Am I, then, weary of life that I deliberately place myself in deadly peril, and invite the last dread sentence of the law to be passed upon me? In one sense, yes. Not a day passes that my torturer does not present himself to sting and threaten me and aggravate my sufferings. My nights are sleepless; even when exhausted nature drives me into a brief stupor my fevered brain is crowded with frightful images and visions. So appalling are these fancies that there is a danger of my being driven mad. Death is preferable.

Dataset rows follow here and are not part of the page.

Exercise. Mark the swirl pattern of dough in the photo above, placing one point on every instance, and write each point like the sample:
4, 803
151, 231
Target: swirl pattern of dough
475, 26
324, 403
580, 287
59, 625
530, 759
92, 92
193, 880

And yet, but a few moments before I committed the crime, I was looking forward hopefully to a life of peace and love with a dear and noble woman who sacrificed her good name for me, and whom I promised to marry when I was freed from a curse which had clung to me for years. The night was cold, the snow was falling, but there was joy in my heart, and I walked along singing. Great God! my heart throbs with anguish as I think of the heaven which might been mine had not cruel fate suddenly dashed the cup of happiness from my lips. But it is useless to repine; I yield because it is forced upon me. One consoling thought is mine. The dear woman I love with a love as true and sincere as ever beat in the heart of man, will turn to me with pity, will visit me in the prison to which I go of my own accord, and in the solemn farewell we shall bid one another will extend her hands and forgive me for the wrong I have done her and our child.